При заселении нас удивило, что база отдыха богатая, но в номерах очень грязно, их не убирают, в туалете стоял запах мочи, в комнате на полу песок, раковина вся в зубной пасте, оплеванная, душевую кабинку видимо никогда в жизни не мыли, и это за 500$ за трехместный номер? ! Нас в этот номер заселили 4 человека. Ладно на эти недостатки закрыли глаза и сами убрались в комнате за другими людьми.
Проходит день, все хорошо, на следующий день вечером легли отдыхать в номере, услышал стук в дверь. Открыл, стоит женщина из Украины, и по украински начинает на меня кричать, что мы шумим, у неё 3-е детей и вообще неадекватно себя ведем, что постигло меня в шок, так как мы отдыхали уже. Ей было предложено посмотреть, что мы все спим, но она с криками ушла в свой номер.
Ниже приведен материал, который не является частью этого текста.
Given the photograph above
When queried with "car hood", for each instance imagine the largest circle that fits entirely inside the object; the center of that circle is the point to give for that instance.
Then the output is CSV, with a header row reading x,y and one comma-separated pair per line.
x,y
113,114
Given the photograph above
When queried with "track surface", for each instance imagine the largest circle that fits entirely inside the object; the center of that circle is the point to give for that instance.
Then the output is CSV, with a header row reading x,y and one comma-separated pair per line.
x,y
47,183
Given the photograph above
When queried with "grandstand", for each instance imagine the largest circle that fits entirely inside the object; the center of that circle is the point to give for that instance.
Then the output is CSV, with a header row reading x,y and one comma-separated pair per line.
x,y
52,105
Спустя 2 минуты в номер стучиться охрана этой базы отдыха "Дельфин", и дает нам замечание, что мы шумим, было и ему предложено пройти в номер и проверить, чем мы занимаемся, спиртные напитки мы не распивали, просто спали, но он отказался, и ушел. Спустя минуту в стену начала стучать та женщина, я был вынужден включить видеокамеру на телефоне и спуститься к охране, чтоб они ее успокоили, в ответ они меня отправили спать, я настаивал, они согласились со мной пойти.
Пришли к номеру этой женщины с охраной, она открыла, и начала мне угрожать что если я не перестану шуметь, то она вызовет на меня полицию. Прибежали другие мужчины с этого отеля, один Александр в очках (парковщик в этой базе, также меняет деньги у отдыхающих этой базы и обманывает), второго имя незнаю, но он шезлонги тягает в этой базе на пляж. Этот Александр стал угрожать, что они вызовут полицию и нас выселят, было на часах уже 12 ночи. Я их предупредил, что веду видеозапись, начались крики, наезды, спустя 8 минут они прекратились, мы договорились что утром будем с хозяйкой разбираться.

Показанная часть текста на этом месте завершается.